Campsites with sprawling views, wide-open spaces and big skies don’t come much better than Downshay Farm. The hospitable owners – who live in the large Victorian farmhouse – have struck gold with their location, near to the historically rich Jurassic coastline in one direction and stunning Corfe Castle in the other. This is a campsite with stately views, in fact; the castle perches on the Purbeck Hills in sight of campers and looks eerily spectacular shrouded in early morning mist.
But it isn't all about the campers here. The newest addition to Downshay Farm is a pair of gorgeous glamping abodes. The creation of the lovely Andrea Pike (daughter-in-law of Downshay's owners), Andrea's Farm Breaks sees a charming shepherds hut and bell tent plotted in a peaceful pocket of the farm for those campers who like things decidedly hassle-free. A basically-furnished but well-equipped bell tent sleeps a family of four on one double and two single raised beds. Essentials like fairylights, lanterns, and trunk for storage are supplied and extras like bedding and a gas stove can be hired too, while that all important firebowl and BBQ outside are included alongside a picnic table. The Keeper's Hut is a cosy self-contained cabin, sleeping up to two on a comfy double bed and boasting a cute kitchenette with Belfast sink and a few basic appliances (kettle, toaster, coffee machine, cutlery, crockery, glasses, cool bag and icepacks and tea and coffee) for making breakfast. There's a BBQ and firepit included outside from which to enjoy lazy al fresco lunches (complimentary fire-starter kit provided). And, perched atop a dry-stone wall framed patio, the views from the shepherds hut out to the sea and iconic Corfe Castle are cracking.

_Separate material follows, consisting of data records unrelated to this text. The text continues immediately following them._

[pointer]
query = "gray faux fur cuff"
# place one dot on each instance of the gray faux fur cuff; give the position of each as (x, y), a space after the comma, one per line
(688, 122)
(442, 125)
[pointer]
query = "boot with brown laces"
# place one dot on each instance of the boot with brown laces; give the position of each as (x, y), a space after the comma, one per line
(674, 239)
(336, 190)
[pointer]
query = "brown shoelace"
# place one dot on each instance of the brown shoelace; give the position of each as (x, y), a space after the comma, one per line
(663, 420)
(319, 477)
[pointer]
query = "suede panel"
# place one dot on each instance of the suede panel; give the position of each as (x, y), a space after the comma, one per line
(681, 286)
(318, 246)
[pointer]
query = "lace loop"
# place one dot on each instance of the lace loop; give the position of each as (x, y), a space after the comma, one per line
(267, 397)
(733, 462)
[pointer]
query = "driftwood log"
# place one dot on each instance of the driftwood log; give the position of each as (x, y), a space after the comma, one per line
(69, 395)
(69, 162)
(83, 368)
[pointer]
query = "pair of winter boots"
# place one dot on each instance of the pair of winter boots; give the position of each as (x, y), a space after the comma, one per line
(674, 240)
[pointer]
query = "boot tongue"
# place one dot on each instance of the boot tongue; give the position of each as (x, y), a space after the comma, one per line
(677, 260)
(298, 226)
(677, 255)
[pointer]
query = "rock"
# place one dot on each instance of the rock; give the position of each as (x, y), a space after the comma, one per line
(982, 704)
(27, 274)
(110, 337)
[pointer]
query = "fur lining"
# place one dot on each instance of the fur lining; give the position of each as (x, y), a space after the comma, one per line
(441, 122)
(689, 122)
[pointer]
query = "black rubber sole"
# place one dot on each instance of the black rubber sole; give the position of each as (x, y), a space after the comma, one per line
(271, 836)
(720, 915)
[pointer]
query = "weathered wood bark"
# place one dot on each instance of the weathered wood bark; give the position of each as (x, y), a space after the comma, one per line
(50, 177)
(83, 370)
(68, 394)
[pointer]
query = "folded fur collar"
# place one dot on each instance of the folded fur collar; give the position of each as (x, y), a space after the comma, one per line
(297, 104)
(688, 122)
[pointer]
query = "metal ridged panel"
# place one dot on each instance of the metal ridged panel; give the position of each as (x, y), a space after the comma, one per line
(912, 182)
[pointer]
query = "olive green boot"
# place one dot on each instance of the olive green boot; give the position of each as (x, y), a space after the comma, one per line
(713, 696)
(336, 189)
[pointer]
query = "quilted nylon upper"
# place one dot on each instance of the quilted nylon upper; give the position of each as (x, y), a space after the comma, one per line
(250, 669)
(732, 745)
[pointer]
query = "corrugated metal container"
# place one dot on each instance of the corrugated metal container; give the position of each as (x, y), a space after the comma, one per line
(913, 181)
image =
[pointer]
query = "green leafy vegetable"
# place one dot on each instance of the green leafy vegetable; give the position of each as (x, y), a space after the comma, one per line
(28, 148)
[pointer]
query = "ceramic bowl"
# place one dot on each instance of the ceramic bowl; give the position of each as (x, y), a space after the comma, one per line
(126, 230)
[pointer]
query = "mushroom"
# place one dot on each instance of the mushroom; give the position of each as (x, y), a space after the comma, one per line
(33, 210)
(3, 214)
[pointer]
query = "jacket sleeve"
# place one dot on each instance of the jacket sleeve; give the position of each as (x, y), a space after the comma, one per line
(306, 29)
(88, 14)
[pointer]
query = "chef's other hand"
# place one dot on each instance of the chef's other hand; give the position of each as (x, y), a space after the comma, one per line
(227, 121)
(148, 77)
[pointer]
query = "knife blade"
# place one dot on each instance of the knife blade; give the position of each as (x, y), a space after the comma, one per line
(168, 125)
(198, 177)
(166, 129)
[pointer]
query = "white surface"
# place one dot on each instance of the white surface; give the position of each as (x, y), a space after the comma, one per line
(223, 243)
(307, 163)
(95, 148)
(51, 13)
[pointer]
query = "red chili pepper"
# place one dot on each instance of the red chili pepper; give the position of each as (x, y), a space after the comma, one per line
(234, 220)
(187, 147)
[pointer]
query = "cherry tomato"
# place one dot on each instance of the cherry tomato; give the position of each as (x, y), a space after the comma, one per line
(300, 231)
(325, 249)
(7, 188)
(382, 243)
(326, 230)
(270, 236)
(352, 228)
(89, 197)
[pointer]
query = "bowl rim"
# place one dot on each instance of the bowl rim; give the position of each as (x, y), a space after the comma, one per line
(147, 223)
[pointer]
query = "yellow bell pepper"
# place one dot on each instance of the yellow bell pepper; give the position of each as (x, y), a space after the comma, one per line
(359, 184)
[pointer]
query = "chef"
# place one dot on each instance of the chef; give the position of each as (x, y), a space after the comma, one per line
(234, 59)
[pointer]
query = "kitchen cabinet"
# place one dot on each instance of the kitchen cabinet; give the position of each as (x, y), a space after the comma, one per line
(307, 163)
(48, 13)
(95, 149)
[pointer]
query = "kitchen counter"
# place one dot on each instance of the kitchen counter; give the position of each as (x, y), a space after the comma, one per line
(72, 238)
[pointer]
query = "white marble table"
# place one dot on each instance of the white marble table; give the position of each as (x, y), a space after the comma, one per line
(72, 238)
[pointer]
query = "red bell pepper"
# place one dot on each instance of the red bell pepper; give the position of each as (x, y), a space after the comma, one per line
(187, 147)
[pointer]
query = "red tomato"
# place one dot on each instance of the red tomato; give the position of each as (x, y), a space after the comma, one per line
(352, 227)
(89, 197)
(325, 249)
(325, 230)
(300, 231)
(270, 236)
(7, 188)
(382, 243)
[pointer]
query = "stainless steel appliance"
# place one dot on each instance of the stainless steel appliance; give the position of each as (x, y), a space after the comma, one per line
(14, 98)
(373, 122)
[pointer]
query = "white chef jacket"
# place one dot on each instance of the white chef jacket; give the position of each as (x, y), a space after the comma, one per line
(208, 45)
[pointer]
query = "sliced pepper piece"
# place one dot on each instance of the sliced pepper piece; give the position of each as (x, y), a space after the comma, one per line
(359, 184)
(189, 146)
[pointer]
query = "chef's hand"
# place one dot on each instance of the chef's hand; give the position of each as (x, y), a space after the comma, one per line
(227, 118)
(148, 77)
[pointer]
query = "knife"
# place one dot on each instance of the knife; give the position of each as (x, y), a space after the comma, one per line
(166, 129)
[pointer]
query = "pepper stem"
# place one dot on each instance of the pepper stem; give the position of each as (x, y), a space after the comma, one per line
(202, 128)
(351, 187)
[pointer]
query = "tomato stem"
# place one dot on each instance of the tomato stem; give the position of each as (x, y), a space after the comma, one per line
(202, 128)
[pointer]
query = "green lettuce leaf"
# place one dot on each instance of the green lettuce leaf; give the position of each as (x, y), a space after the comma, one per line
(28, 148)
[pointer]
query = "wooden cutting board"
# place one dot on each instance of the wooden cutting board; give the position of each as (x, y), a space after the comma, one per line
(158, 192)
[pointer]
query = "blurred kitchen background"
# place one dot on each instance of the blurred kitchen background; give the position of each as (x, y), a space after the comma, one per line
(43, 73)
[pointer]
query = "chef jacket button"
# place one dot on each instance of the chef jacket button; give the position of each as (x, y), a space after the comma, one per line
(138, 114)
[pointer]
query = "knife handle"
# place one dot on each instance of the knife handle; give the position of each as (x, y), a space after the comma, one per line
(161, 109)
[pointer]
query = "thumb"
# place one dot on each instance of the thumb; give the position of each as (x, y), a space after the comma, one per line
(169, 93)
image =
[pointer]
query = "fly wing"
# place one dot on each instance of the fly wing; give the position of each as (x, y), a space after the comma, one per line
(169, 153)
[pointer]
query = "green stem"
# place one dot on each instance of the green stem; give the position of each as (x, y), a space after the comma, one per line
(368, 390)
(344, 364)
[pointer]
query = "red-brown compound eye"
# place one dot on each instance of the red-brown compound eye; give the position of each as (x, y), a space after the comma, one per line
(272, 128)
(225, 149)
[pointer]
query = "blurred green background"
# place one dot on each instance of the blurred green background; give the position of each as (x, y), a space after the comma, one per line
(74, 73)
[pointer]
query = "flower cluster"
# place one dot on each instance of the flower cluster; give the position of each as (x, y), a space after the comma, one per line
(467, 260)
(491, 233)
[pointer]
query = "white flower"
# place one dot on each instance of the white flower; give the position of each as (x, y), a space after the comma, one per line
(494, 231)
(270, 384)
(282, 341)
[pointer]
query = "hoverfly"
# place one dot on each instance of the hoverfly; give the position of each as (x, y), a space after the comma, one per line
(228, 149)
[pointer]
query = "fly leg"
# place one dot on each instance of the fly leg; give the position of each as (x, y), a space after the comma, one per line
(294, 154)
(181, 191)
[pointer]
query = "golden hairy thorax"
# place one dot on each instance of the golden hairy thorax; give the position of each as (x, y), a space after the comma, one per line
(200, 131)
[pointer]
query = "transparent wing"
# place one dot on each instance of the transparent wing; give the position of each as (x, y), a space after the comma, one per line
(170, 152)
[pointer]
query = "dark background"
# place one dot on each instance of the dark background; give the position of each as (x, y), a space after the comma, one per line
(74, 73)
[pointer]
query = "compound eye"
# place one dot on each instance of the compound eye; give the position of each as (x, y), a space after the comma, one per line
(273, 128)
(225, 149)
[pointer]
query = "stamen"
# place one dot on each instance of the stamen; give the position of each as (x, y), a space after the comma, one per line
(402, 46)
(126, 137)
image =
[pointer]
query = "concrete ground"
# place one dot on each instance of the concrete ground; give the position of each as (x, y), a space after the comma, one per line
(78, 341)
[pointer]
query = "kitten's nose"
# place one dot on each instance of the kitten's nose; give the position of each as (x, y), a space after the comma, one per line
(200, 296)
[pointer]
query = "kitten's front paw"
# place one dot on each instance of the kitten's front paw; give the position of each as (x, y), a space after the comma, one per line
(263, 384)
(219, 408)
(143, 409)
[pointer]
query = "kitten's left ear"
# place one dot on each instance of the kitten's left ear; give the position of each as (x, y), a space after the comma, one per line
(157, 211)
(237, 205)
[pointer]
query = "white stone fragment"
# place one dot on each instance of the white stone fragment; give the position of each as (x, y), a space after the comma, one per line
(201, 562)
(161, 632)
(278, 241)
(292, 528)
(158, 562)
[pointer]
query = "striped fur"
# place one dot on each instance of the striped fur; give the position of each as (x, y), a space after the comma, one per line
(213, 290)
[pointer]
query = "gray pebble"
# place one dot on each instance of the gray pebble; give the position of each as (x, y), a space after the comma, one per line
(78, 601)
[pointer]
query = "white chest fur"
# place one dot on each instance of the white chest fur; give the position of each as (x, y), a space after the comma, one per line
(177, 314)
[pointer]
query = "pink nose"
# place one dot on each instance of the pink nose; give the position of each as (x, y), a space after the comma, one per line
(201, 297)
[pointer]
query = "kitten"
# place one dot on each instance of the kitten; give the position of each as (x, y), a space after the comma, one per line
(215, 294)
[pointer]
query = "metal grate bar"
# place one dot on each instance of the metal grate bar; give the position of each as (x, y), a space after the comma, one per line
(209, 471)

The facilities, a mixture of modern pre-fab and older-style wooden blocks, are fantastically clean (guests must mop up after their own shower and it works, the cubicles are spotless) and the pitches are sheltered and un-numbered, bordered by tall trees. It’s positively sloping in places, so finding a good pitch is key, as is pitching in a direction to ensure a good night’s sleep on these challenging gradients. But sloping campsites are often on higher ground and higher ground often means views, and so we’ve arrived at the crux of our journey. The views from Downshay Farm stretch out across the Dorset countryside like an age-old landscape painting.
Walks across the Vale of Purbeck also run right by the campsite, including an unmissable – if energetic – day-trek to Studland Bay and Lulworth Cove. Sadly the site is only open for camping during the school holidays, and you have to be quick or lucky to grab a decent pitch at this wildly popular Dorset haven.
(Please note, for 2020, Downshay Farm are only accepting bookings made in advance. Customers who have not pre-booked will be turned away. This is to help keep customers and staff safe during the COVID-19 pandemic. Bell Tent accommodation will not be available during 2020).
On sunny days head to Swanage, Studland or Shell Bay beaches or take the ferry to Sandbanks. Plus there is the evocative ruin of Corfe Castle (01929 481294). Take a steam train ride on Swanage Railway (01929 425800) to Corfe Castle. Trains depart regularly from Harmans Cross station, 5 minutes walk from the campsite.
Corfe Castle’s ice-cream shop – Box of Delights – sells Purbeck specialities and Dorset cream teas (01929 481060). The real ales and ciders at The Square & Compass (01929 439229) in Worth Matravers are well worth seeking out, as are more castle views from the pleasant garden at The Scott Arms (01929 480270) in Kingston. Both are a 10-minute drive from the site.